This is a motion by one Mamie P. Watts to intervene as a party defendant in an action to foreclose a mortgage. The applicant, formerly the record holder of the title to the real property here involved, seeks to intervene for the purpose of staying or defeating the action, for affirmative relief declaring the purported deed to the mortgagor to be a forgery and void, and for other relief.
The motion is made pursuant to section 193-b of the Civil Practice Act, which, so far as pertinent, permits intervention: (1) as of right, where the applicant “ has an interest in real property, the title to which may in any manner be affected by the judgment” (subd. 1); and (2) in the discretion of the court, where the applicant’s “ claim or defense and the main action have a question of law or fact in common ” (subd. 2).

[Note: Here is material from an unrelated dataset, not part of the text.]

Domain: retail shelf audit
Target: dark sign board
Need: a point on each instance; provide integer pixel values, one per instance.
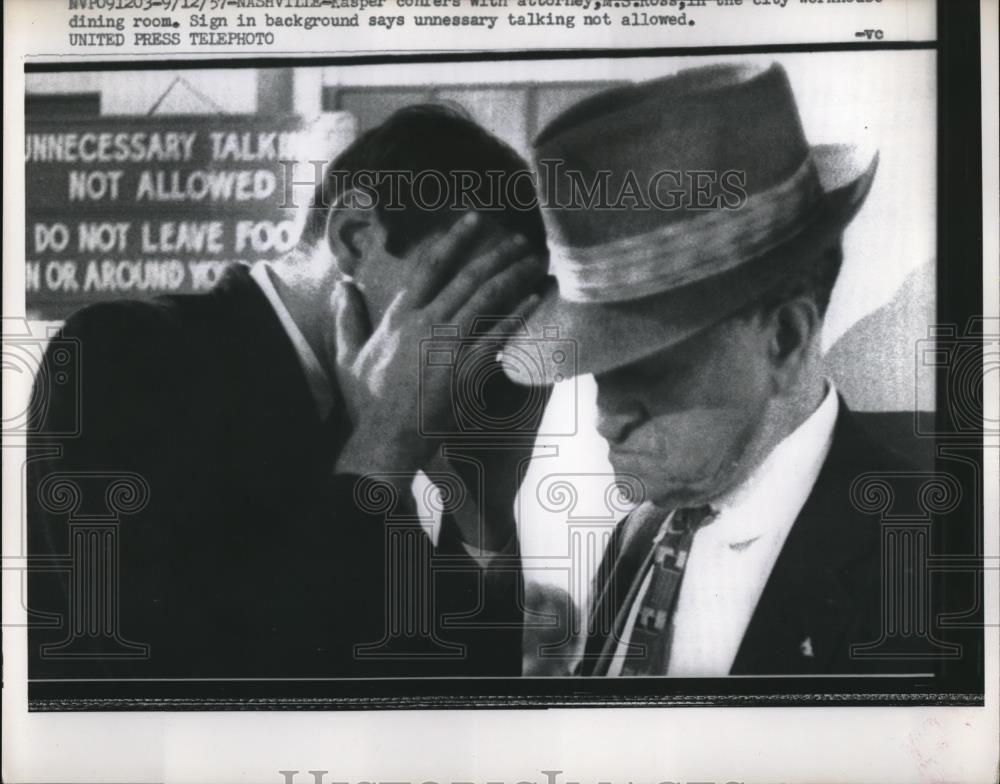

1. At common law, the remedy of intervention was of a limited and restricted nature. Indigenous to the old common law, and tending to restrict the extension of rights of intervention, was an ‘ ‘ unusual concern ’ ’ that the plaintiff be enabled by the courts to control his action (Twelfth Annual Report of N. Y. Judicial Council, 1946, pp. 219-220; cf. Chapman v. Forbes, 123 N. Y. 532, 537-538), and although the first intervention statute was enacted in 1851, the remedy nevertheless remained of a narrow and limited nature until the present statute was enacted in 1946 (see Twelfth Annual Report of N. Y. Judicial Council, 1946, pp. 220-221). Since then, the trend has been in the direction of the extension of the remedy rather than restriction (Central Westchester Humane Soc. v. Hilleboe, 202 Misc. 873, 874-875).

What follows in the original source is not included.